Ning Nan ficou paralisado. Olhou para Xu Su, sem expressão, e mexeu os lábios, como se perguntasse: "Por quê?"
"Você sabe que é uma figura pública. Onde quer que vá, podem aparecer paparazzi ou seus fãs. Eu gosto de silêncio, não quero me envolver nisso. Às vezes, penso que é cansativo para nós dois. Para quê? Talvez você não me ame tanto quanto imagina..."
"Xu Su, você sabe o que está dizendo?" O rosto de Ning Nan caiu na hora. Ele prendeu o olhar em cada movimento de Xu Su. "No fundo, você ainda está remoendo aquilo? Pesquisei na internet: aquele homem engravidou porque era mulher antes da transição.
Se você realmente gosta de crianças, podemos adotar uma, como o Erdan. Quantas você quiser, não me importo."
Ao ouvir isso, o rosto de Xu Su não suavizou; pelo contrário, ficou mais severo, e o olhar para Ning Nan se tornou mais cortante. Ning Nan não conseguia entender o que ele sentia. Xu Su ainda se magoava com a fuga de Ning Nan naquele dia e com a hesitação dele na hora.

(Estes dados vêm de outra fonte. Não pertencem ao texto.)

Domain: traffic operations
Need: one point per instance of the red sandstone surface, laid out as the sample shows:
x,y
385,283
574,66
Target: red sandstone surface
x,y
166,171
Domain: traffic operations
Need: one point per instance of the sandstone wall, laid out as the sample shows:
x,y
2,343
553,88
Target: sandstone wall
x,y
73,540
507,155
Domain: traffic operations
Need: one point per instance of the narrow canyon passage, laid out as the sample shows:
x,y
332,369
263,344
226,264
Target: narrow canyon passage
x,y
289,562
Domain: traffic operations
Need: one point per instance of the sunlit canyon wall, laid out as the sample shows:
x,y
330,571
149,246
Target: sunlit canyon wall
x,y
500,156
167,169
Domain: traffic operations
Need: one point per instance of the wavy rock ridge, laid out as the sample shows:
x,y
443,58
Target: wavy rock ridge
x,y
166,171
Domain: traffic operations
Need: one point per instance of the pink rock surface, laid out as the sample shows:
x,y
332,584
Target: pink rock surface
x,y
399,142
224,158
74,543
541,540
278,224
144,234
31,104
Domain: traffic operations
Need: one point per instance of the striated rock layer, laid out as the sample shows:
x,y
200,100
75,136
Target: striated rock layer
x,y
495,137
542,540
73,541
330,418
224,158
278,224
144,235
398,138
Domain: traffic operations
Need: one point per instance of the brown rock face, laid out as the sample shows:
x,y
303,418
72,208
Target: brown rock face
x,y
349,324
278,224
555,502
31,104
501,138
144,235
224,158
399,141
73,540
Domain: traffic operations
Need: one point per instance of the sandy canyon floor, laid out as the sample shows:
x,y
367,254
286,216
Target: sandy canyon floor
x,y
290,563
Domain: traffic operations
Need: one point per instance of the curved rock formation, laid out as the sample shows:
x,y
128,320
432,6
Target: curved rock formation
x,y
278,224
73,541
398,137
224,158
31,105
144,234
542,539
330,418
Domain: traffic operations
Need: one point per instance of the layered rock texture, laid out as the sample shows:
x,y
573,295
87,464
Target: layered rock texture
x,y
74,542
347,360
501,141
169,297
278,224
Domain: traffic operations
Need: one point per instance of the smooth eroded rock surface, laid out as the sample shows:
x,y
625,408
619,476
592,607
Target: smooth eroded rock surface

"Xu Su, vamos parar com isso."
"Você acha que estou brincando?" Xu Su disse friamente, empurrando a mão de Ning Nan que estava em seu ombro. "Amor não se fala, se sente. E em você, não sinto nada."
"Como assim não sente?" Ning Nan já tinha dito tanta coisa e abaixado a guarda, mas ainda assim recebia essa resposta de Xu Su. Ele também se irritou, e sua voz transbordava raiva.
Ao ouvir isso, Xu Su deu um sorriso amargo. "É exatamente assim. Você só abaixa a guarda de vez em quando e já fica incomodado. Eu cedo a você em tudo, mimo você, amo você, mas não quero esse tipo de sentimento."
"Então que tipo de sentimento você quer?" Ning Nan perguntou com raiva. Antes que ele respondesse, continuou: "Um para sempre, só nós dois?"
Xu Su hesitou, e Ning Nan de repente ficou em silêncio. Se não fosse pela noite de hoje, ele nunca teria pensado nisso. Sim, ele gostava de Xu Su, mas realmente passar a vida inteira com ele? Ele hesitaria.